Ikan Bakar – is a general term meaning grilled or barbecued fish. A popular local fish for grilling is Ikan Kembong (Mackerel Fish). The fish is usually marinated in spices, coconut milk, sometimes stuffed with sambal, wrapped in banana leaves and grilled over charcoals.
I always considered curry to be either sweet (Japanese curry) or savory (Indian curry). This was something altogether different; and I loved it from the first taste.
Today’s variety is with rice vermicelli. It took me a long time to warm up to rice vermicelli – but these days I welcome it and really enjoy it. Let’s have a look at this MyKuali white curry vermicelli by MyKuali.
MyKuali Penang White Curry Rice Vermicelli Soup – Malaysia
Detail of the side panels (click to enlarge). Contains shrimp. To prepare, add contents of sachets to bowl and 400ml boiling water. Cover for 4 minutes. Finally, stir and enjoy!
Detail of the lid (click to enlarge).
An included fork! Plus, an included spoon!
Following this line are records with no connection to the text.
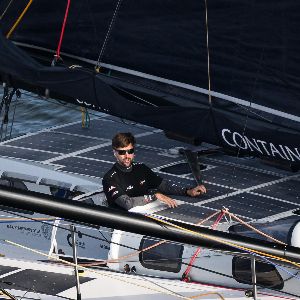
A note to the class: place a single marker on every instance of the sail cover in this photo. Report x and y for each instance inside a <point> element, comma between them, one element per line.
<point>159,52</point>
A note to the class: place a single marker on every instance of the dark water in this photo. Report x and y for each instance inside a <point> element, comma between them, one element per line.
<point>31,113</point>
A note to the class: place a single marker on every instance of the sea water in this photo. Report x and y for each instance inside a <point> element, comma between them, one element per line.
<point>31,113</point>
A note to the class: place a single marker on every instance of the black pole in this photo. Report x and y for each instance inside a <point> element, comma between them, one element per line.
<point>136,223</point>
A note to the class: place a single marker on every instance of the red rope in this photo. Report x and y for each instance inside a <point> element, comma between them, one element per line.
<point>190,265</point>
<point>62,30</point>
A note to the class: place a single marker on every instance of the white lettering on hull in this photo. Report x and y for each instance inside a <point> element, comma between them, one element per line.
<point>237,140</point>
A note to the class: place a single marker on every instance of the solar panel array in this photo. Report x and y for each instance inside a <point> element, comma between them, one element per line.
<point>244,186</point>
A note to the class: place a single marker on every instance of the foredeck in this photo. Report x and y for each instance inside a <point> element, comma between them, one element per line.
<point>245,186</point>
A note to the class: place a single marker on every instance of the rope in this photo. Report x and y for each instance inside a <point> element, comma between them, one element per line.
<point>207,47</point>
<point>253,228</point>
<point>14,220</point>
<point>18,95</point>
<point>226,243</point>
<point>190,265</point>
<point>57,55</point>
<point>167,292</point>
<point>143,250</point>
<point>107,35</point>
<point>7,7</point>
<point>6,100</point>
<point>19,19</point>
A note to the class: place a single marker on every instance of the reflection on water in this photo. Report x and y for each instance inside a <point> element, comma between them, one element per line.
<point>33,113</point>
The rice vermicelli block.
The soup base sachet.
A light powder with speckles here and there.
The paste sachet.
Thick paste with a strong aroma.
A sachet of non-dairy creamer.
A fine and light powder.
The vegetables sachet.
Chives and chilli.
Finished (click to enlarge). Added Salad Cosmo mung bean sprouts, Dodo fishball, tau pok, spring onion, chilli oil and chilli powder. The vermicelli hydrates nicely in the four minutes. They go well with the broth which is thick. Thick and gloriously strong! A good smack of heat and lots of prawn and other flavors. The included vegetables hydrate great as well. Love this one! 5.0 out of 5.0 stars. EAN bar code 9555655005333.